“Yes, I do, John; but if I was beginning life, and forming habits as you are, a drop should never cross my lips. Though I never drank a daily dram, and sometimes not for six months, and was never intoxicated in my life, I’ve strong thoughts—yes, I’ve very strong thoughts—of leaving it off altogether.”

“But father drinks, and my brother Ben, and the minister, and everybody I know. When the minister comes to our house, mother gets some gin, sweetens it with loaf sugar, and puts it down on the hearth to warm. I know my mother wouldn’t do anything wrong; she couldn’t.”

“Your father, the minister, and myself may be able to govern ourselves, but a great many others may not, and you may not. Poor Mr. Yelf never thought he should die in a hog-sty.”

“But,” asked Fred, “if it is wrong now, wan’t it always wrong? You never said anything about it before.”

“I’ve been thinking about it this long time, and have been gradually brought to see that it was gaining ground, and getting hold of the young ones; that it was killing people, and making poverty and misery, and have thought something ought to be done. As long ago as when this house of Ben’s was building, I found old Mr. Yelf in a slough, bruised, dirty, and bloody. Ever since that I’ve been thinking about it; it has kept me awake nights. But when I saw the poor old man, whom I had known so well to do, dead among the swine, I felt the time had come. I meant to have begun with older people, and should not have thought of you; but when I heard that you were all on here together, it seemed to me that the road was pinted out; that you had no bad habits to break off, and that it would be beginning at the root of the tree; for if there were no young folks growing up to drink, there would be no old ones to die drunkards.”

“I’ll promise,” said Fred. “I should like to go ahead in something good;” and so said the others.

“I don’t want you to promise without consideration, because I expect you to keep it. A promise made in a hurry is broken in a hurry.

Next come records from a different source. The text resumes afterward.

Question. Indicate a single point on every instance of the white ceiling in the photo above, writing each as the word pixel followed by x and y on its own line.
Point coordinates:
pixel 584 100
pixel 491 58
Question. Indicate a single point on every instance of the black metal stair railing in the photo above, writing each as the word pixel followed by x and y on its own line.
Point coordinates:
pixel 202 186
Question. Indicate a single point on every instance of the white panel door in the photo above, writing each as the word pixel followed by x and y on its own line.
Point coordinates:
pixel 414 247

I want you to be ‘fully persuaded in your own minds,’ and think what you would do if your own folks should ask you to drink.”

“It costs a great deal,” said John. “Father spends lots of money for spirit to drink and give away; and I don’t think it does anybody any good, for I am as well as I can be without it. I’ll do it, and stick to it.”

“Charles,” said Uncle Isaac, “go to the house and bring up Ben’s big auger, that he bores yokes with.”

When the auger was brought, he took it and bored a hole in the side of the maple. “Now, I want you to put your hands on this auger, and promise not to drink any spirit, without you are sick, till this hole grows up.”